Consigners, this means helping retailers better understand your products so they can sell them more effectively.

Consignees should also make sure they’re reaching out to the suppliers whenever questions or issues arise. Part of the beauty of consignment inventory is that you’re not shouldering the burden alone.

Share information and strategy with your partner.

Sales channels

The simple point here is that you should always have more than one sales channel option no matter which side of the consignment inventory equation you’re on.

Multiple sales channels minimize risk if any one consignment deal doesn’t work out.

As the old saying goes, don’t put all of your eggs in one basket.

Benefits of using Inventory Management Software for consignment inventory

Finally, here are a few words about how inventory management software like Linnworks or SkuVault Core can make your consignment inventory initiative easier to manage.

Choosing the right IMS can make a world of difference when it comes to tracking consignment inventory.

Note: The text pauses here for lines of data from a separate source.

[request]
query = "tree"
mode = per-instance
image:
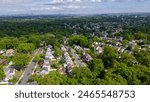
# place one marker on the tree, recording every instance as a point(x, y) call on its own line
point(109, 56)
point(21, 60)
point(128, 59)
point(96, 65)
point(128, 73)
point(2, 74)
point(114, 79)
point(34, 39)
point(25, 48)
point(79, 40)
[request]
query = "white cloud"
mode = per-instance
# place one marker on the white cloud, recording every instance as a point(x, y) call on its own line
point(14, 1)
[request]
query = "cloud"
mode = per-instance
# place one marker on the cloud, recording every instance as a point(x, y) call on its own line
point(14, 1)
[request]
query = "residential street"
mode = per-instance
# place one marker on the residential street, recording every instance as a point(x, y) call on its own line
point(79, 63)
point(29, 70)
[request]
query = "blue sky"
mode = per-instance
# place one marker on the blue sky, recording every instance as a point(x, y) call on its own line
point(9, 7)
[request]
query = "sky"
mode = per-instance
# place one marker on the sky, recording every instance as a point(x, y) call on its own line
point(37, 7)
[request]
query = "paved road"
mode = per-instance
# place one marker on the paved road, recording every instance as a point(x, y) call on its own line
point(79, 63)
point(29, 69)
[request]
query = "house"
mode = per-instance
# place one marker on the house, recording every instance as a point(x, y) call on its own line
point(2, 52)
point(99, 50)
point(68, 59)
point(87, 57)
point(63, 48)
point(9, 72)
point(10, 52)
point(3, 62)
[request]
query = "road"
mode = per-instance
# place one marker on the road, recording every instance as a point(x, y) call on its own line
point(79, 63)
point(29, 70)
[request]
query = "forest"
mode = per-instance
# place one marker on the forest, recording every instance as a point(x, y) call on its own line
point(108, 68)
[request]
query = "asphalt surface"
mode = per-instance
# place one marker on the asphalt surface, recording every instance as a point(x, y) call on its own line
point(29, 70)
point(79, 63)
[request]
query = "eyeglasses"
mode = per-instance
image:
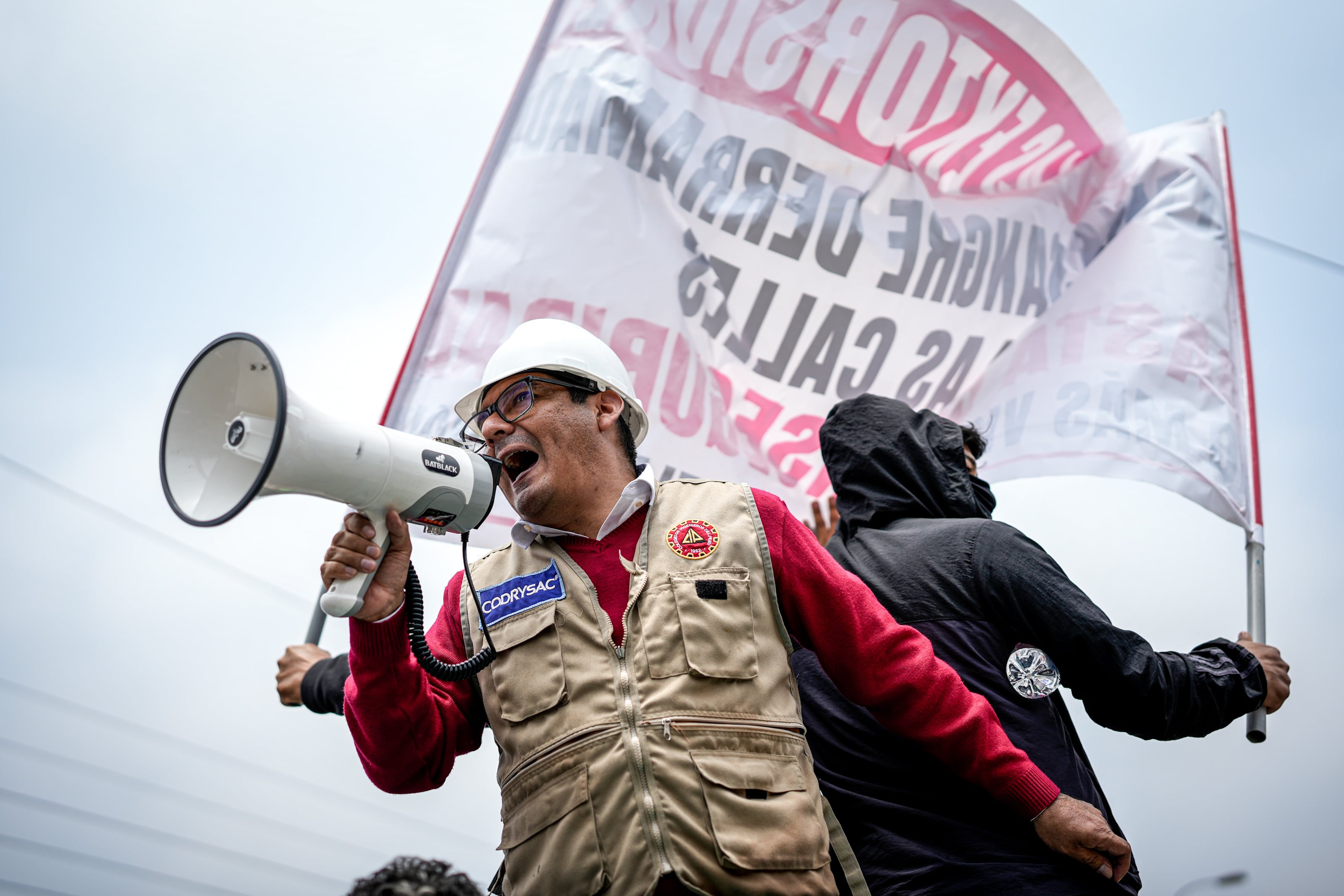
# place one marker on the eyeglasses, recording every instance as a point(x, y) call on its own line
point(511, 405)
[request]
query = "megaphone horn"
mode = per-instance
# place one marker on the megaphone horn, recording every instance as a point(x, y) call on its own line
point(234, 433)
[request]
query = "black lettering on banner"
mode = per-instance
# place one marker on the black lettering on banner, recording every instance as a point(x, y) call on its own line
point(827, 257)
point(936, 348)
point(1057, 268)
point(727, 276)
point(625, 123)
point(672, 148)
point(1034, 279)
point(885, 330)
point(717, 172)
point(694, 299)
point(1003, 273)
point(975, 263)
point(741, 346)
point(774, 370)
point(908, 241)
point(806, 208)
point(542, 108)
point(942, 256)
point(1112, 401)
point(569, 126)
point(958, 374)
point(1073, 395)
point(819, 362)
point(757, 192)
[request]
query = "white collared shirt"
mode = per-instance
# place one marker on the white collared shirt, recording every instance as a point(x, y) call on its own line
point(636, 495)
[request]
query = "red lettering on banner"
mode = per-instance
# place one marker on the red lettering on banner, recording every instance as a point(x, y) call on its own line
point(928, 87)
point(486, 332)
point(1191, 357)
point(639, 344)
point(756, 428)
point(671, 402)
point(807, 445)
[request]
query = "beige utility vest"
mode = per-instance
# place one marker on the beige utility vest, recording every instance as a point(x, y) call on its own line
point(679, 750)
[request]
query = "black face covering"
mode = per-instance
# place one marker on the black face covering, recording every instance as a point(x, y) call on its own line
point(984, 497)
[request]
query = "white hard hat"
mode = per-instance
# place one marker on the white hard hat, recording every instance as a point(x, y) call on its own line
point(550, 344)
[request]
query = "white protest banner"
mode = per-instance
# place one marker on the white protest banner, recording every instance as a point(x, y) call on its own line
point(766, 206)
point(1142, 368)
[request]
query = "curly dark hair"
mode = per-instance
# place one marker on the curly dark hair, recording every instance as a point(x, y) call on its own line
point(413, 876)
point(974, 440)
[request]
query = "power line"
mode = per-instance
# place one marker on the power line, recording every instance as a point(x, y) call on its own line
point(30, 890)
point(223, 758)
point(113, 866)
point(173, 793)
point(1297, 253)
point(162, 837)
point(147, 531)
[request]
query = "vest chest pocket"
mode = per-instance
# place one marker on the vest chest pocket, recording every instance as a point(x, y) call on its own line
point(706, 628)
point(550, 841)
point(761, 812)
point(529, 675)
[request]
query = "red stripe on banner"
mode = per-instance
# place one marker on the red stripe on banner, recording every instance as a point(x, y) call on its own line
point(1247, 335)
point(523, 81)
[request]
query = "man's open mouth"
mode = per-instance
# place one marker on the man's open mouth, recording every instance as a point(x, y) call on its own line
point(519, 462)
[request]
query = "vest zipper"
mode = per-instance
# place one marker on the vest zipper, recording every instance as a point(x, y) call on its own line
point(647, 794)
point(628, 718)
point(548, 753)
point(773, 727)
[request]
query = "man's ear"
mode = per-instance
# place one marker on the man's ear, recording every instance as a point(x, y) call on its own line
point(609, 406)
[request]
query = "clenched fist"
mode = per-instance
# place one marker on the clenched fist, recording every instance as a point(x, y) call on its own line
point(296, 663)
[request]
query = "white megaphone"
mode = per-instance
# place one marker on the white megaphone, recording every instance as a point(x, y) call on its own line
point(234, 433)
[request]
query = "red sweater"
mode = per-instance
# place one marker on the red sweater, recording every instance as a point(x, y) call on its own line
point(410, 727)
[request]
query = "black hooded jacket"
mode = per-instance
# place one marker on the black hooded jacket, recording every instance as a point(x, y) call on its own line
point(913, 530)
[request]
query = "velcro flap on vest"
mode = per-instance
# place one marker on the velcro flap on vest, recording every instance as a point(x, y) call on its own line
point(546, 807)
point(749, 770)
point(528, 625)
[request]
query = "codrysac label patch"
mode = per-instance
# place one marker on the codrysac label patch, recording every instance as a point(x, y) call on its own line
point(694, 539)
point(522, 593)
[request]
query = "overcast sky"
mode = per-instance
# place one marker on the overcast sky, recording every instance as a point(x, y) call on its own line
point(171, 172)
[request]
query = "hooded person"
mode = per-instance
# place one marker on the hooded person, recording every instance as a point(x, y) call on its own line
point(916, 527)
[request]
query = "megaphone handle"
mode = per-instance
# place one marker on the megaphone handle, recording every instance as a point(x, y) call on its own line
point(346, 598)
point(318, 621)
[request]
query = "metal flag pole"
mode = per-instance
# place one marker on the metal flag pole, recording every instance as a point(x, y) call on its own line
point(1256, 731)
point(1256, 728)
point(315, 625)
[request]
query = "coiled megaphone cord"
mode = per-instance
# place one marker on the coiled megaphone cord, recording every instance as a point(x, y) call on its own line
point(416, 624)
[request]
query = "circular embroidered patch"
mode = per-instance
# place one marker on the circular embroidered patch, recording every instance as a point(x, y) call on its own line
point(694, 539)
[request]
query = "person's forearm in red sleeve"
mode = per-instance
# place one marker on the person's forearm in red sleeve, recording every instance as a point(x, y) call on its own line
point(892, 670)
point(410, 727)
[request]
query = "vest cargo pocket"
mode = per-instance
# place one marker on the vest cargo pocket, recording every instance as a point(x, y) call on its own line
point(550, 841)
point(763, 815)
point(530, 672)
point(718, 632)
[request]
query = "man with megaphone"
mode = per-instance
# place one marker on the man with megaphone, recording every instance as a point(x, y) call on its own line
point(642, 700)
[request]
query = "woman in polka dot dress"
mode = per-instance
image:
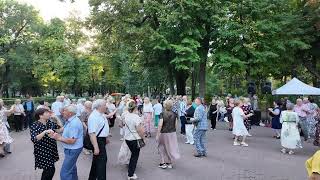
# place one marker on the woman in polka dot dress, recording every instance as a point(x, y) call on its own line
point(45, 148)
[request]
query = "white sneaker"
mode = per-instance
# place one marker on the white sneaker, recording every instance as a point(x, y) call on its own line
point(244, 144)
point(163, 166)
point(290, 152)
point(133, 177)
point(236, 143)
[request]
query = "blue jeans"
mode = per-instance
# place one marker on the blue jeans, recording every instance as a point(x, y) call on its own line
point(69, 166)
point(199, 140)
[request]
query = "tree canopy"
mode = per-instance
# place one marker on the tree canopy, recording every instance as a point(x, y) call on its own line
point(212, 46)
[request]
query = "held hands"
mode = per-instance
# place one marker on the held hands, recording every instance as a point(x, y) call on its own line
point(56, 136)
point(96, 151)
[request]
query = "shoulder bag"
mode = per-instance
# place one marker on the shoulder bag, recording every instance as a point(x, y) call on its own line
point(86, 139)
point(140, 142)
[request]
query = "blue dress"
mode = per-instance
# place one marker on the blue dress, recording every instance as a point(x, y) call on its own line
point(276, 119)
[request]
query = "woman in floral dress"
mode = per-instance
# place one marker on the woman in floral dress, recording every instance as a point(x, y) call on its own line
point(317, 134)
point(290, 137)
point(247, 109)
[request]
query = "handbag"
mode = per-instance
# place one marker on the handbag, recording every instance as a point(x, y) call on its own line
point(140, 142)
point(86, 140)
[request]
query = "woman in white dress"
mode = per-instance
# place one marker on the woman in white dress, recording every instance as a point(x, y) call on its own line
point(290, 137)
point(239, 129)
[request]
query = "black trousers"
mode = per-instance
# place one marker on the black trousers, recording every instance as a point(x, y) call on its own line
point(183, 121)
point(99, 162)
point(213, 121)
point(47, 174)
point(18, 121)
point(135, 152)
point(28, 121)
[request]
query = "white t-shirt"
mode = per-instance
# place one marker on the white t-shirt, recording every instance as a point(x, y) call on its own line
point(80, 109)
point(96, 121)
point(56, 107)
point(18, 109)
point(132, 121)
point(147, 107)
point(157, 109)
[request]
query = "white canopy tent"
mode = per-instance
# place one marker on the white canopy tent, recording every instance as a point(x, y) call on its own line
point(296, 87)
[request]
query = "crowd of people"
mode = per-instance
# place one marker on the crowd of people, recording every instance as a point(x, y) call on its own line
point(71, 121)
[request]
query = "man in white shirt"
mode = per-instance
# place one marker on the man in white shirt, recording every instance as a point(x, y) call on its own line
point(98, 129)
point(182, 113)
point(57, 107)
point(80, 106)
point(66, 101)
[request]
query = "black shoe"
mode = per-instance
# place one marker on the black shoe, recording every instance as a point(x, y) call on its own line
point(198, 155)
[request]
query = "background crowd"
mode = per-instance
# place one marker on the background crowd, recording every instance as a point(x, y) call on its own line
point(71, 121)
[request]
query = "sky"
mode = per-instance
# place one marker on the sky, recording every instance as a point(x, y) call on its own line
point(54, 8)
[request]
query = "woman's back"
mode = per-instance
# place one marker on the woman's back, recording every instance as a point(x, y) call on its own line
point(169, 122)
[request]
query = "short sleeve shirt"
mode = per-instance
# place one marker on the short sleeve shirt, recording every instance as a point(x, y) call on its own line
point(45, 150)
point(96, 122)
point(73, 129)
point(132, 121)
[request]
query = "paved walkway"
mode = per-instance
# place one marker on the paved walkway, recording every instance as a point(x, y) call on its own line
point(262, 160)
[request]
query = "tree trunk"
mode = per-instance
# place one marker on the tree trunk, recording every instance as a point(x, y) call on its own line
point(170, 79)
point(203, 52)
point(193, 82)
point(181, 78)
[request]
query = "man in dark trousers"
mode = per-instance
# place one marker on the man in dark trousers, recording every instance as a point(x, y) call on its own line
point(29, 110)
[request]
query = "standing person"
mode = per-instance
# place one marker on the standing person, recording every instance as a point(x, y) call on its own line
point(311, 122)
point(139, 104)
point(275, 113)
point(230, 107)
point(201, 124)
point(80, 107)
point(147, 116)
point(247, 109)
point(182, 113)
point(4, 114)
point(302, 110)
point(5, 139)
point(189, 126)
point(167, 137)
point(313, 166)
point(239, 128)
point(43, 104)
point(45, 148)
point(290, 137)
point(84, 119)
point(66, 100)
point(111, 108)
point(99, 131)
point(57, 108)
point(72, 142)
point(133, 132)
point(213, 112)
point(18, 115)
point(157, 112)
point(29, 110)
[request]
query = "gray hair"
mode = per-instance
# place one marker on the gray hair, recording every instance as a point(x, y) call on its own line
point(98, 103)
point(71, 108)
point(290, 106)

The old pen and paper approach or the Excel spreadsheet can work, but it’s cumbersome, slow, and prone to errors.

Instead, modern inventory management software can make consignment inventory much easier to track.

Here are a few key features to look for when shopping for an IMS for consignment inventory:

  • Track inventory sent to consignees (or received from consigner)
  • Track replenishment needs, so stock-outs don’t occur
  • Track consignor inventory levels so they can supply consignees
  • Track location and sales of consigned stock

Not all inventory software can handle these tasks, so it’s important to schedule demos, ask questions, and understand the unique challenges you’ll face with this type of inventory management.

The good news is, we’re here to help.

Final thoughts

Consignment inventory provides many benefits for companies looking to expand their markets, grow product lines, and lower their carrying costs.

It’s not without challenges, but with an understanding of the basics, implementation of best practices, and good inventory management software, your business can seamlessly transition into this area.